Parfois, elle me stoppe entre son index et son annulaire mais il est évident que je ne partirai pas en ricochets, je suis bien trop lourd.

Positionné à la verticale tel un menhir, j’enchaîne les tours sur moi-même. Puis je reviens au creux de sa main, chaude.

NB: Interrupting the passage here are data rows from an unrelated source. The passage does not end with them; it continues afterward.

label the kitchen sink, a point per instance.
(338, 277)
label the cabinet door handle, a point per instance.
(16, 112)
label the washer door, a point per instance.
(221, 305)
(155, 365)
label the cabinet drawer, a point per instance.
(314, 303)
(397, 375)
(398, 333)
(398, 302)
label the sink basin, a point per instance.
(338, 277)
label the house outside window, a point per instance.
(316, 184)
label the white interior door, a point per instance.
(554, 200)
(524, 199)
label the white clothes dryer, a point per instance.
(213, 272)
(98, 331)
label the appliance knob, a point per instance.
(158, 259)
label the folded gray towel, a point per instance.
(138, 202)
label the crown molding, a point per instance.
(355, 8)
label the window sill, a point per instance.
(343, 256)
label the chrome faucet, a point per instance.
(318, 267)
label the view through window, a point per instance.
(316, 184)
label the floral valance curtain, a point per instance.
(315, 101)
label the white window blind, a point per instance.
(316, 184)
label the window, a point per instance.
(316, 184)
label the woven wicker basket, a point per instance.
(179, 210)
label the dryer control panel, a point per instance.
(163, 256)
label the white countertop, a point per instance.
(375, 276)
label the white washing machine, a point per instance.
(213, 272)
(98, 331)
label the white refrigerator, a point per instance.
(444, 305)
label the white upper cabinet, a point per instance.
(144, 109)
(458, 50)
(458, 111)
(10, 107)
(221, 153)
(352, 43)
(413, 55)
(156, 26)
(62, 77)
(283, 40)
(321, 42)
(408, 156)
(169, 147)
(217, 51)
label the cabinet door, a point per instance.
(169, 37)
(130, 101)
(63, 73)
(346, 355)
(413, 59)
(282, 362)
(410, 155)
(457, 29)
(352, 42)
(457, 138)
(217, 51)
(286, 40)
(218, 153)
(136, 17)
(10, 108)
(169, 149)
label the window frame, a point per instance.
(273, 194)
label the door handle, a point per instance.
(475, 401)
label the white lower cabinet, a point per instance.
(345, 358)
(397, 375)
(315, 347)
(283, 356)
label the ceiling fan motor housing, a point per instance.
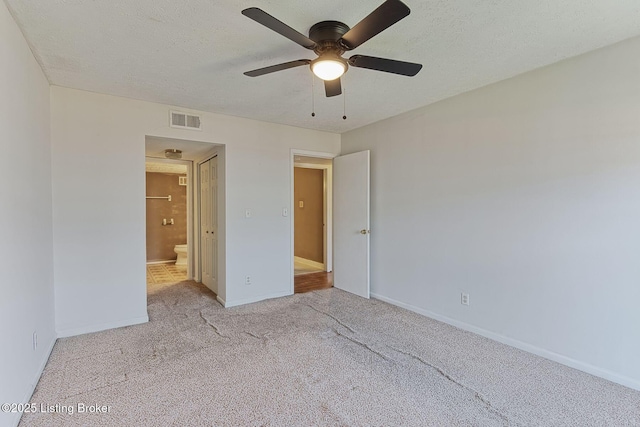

Je dois la rassurer. Elle m’étreint mais sans m’oppresser. Mon grain de peau ne doit pas lui déplaire. Nous échangeons nos caresses. Je suis lisse et doux. Pas d’irrégularités, ni dans la forme ni dans l’aspect.

A s’y méprendre, on pourrait me penser savonnette, une savonnette de Santorin par ma couleur violacée. Mais je n’ai aucune envie de m’échapper.

Non, je suis bien avec elle ! L’instant est serein. Hors du temps. Rien que nous deux.

Je suis persuadé qu’elle n’envisage aucun usage quelconque pour moi, tel un vulgaire presse papiers administratifs ou telle une décoration minérale sur un lit de sable.

Non, au premier contact, j’ai su que ma simplicité comportait l’essentiel.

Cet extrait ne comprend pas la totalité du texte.